I picked Sam up at 4pm, just when he said he’d run out of things to look at and was just starting to feel bored with the shops. Not bad though, some six hours of shopping, with a few hours of eating, of course, to break up the time.


It wasn’t long after we got home that Samwas starting to talk about dinner. So, we went to the supermarket and bought ingredients to make another pasta sauce.

We made tomato and tuna pasta sauce and watched TV.

I suggested we eat the rest of the dope cookies, but, I guess, we ate them too close to eating dinner and the effect wasn’t nearly so hilarious as it was yesterday.

We watched the Misfits. I’m not so sure that Sam was so keen on this, but I have not seen so many Marilyn Monroe movies and I was quite keen to see it. It was interesting. And after all these years, I was glued to Marilyn’s performance. Clark Gable was okay, convincing enough. I found Eli Wallach strangely attractive. But, Montgomery Cliff, I don’t know, it is his voice that I find unconvincing.

Wild horses; freedom running the highlands and then under saddle for the rest of their lives. Can you imagine that glorious freedom being taken away from you because of stupid humans?

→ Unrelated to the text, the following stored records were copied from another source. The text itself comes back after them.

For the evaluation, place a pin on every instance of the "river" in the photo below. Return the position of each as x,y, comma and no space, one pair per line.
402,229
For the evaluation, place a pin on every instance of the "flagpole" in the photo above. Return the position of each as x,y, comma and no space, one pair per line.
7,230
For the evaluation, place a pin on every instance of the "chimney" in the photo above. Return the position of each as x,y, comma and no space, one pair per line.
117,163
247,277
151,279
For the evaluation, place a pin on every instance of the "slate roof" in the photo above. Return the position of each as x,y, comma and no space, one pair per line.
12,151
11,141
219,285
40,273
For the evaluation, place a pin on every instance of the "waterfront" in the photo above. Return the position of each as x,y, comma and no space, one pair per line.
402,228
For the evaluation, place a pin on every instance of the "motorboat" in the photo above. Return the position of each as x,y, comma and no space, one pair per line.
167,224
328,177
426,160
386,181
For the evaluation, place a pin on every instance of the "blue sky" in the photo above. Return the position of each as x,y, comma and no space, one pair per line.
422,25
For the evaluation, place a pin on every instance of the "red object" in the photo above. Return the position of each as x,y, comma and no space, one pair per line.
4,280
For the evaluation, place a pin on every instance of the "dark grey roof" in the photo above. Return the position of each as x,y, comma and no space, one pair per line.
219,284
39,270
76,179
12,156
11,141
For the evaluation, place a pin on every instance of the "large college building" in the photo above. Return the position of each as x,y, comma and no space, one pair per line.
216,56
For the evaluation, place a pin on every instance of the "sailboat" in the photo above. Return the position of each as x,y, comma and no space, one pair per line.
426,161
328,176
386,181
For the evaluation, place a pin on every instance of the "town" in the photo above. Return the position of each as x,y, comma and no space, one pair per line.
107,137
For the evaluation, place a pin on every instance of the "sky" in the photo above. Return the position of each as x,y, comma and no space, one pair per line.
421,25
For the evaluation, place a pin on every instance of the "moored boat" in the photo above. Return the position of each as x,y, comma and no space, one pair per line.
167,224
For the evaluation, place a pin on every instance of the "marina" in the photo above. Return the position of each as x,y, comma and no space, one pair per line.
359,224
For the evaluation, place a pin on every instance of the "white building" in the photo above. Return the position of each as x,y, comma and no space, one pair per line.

Shane heads out to the Trough party.


3 comments:

Victor said...

Montgomery Clift was gay and according to biographies self conscious about his small penis, so he may not have made a convincing cowboy.

I think the The Misfits was his last movie, as it also was for Clark Gable. Clift was more handsome earlier in his career before a car accident caused serious damage to his facial features.

FletcherBeaver said...

It's just his strange voice that I find unconvincing.
Clark Gable died three days after shooting finished.
And a funny fact was that Montgomery Cliff said he always hated the Misfits and, I think, 8 years after it was released he was sitting up watching TV when his live in assistant, Lorenzo, said that The Misfits was on and did he want to watch it. His reply was, Certainly not! He died in that chair sometime later, so his last words ever spoke were that he certainly didn't want to watch The Misfits.

Victor said...

I'm mistaken about 'The Misfits' being Clift's last film. It was made in 1961. He also made 'Judgement at Nuremburg' the same year, then 'Freud' in 1962 and finally 'The Defector' in 1966, the year he died.